SSA-COMET: Do LLMs Outperform Learned Metrics in Evaluating MT for Under-Resourced African Languages?
Senyu Li, Jiayi Wang, Felermino D. M. A. Ali, Colin Cherry, Daniel Deutsch, Eleftheria Briakou, Rui Sousa-Silva, Henrique Lopes Cardoso, Pontus Stenetorp, David Ifeoluwa Adelani
TL;DR
This paper tackles the challenge of evaluating MT quality for under-resourced African languages by introducing SSA-MTE, a large human-annotated MTE dataset covering 14 language pairs with over $73{,}000$ sentence-level annotations. Building on this dataset, the authors develop SSA-COMET and SSA-COMET-QE, regression-based MTE and reference-free QE metrics, and assess prompting-based LLMs for evaluation. The results show SSA-COMET-MTL achieves superior or competitive performance versus prior metrics and strong LLM baselines, with notable gains on very low-resource languages like Twi, Luo, and Yorùbá, while offering substantial efficiency advantages.

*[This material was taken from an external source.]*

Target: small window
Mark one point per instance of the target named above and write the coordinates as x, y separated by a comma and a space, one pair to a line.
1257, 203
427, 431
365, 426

The work emphasizes open data and models to advance reproducibility and regional applicability in African NLP, while also discussing limitations and avenues for future work, including broader domain coverage and fluency/consistency aspects.
Abstract
Evaluating machine translation (MT) quality for under-resourced African languages remains a significant challenge, as existing metrics often suffer from limited language coverage and poor performance in low-resource settings. While recent efforts, such as AfriCOMET, have addressed some of the issues, they are still constrained by small evaluation sets, a lack of publicly available training data tailored to African languages, and inconsistent performance in extremely low-resource scenarios. In this work, we introduce SSA-MTE, a large-scale human-annotated MT evaluation (MTE) dataset covering 14 African language pairs from the News domain, with over 73,000 sentence-level annotations from a diverse set of MT systems. Based on this data, we develop SSA-COMET and SSA-COMET-QE, improved reference-based and reference-free evaluation metrics. We also benchmark prompting-based approaches using state-of-the-art LLMs like GPT-4o, Claude-3.7 and Gemini 2.5 Pro. Our experimental results show that SSA-COMET models significantly outperform AfriCOMET and are competitive with the strongest LLM Gemini 2.5 Pro evaluated in our study, particularly on low-resource languages such as Twi, Luo, and Yoruba. All resources are released under open licenses to support future research.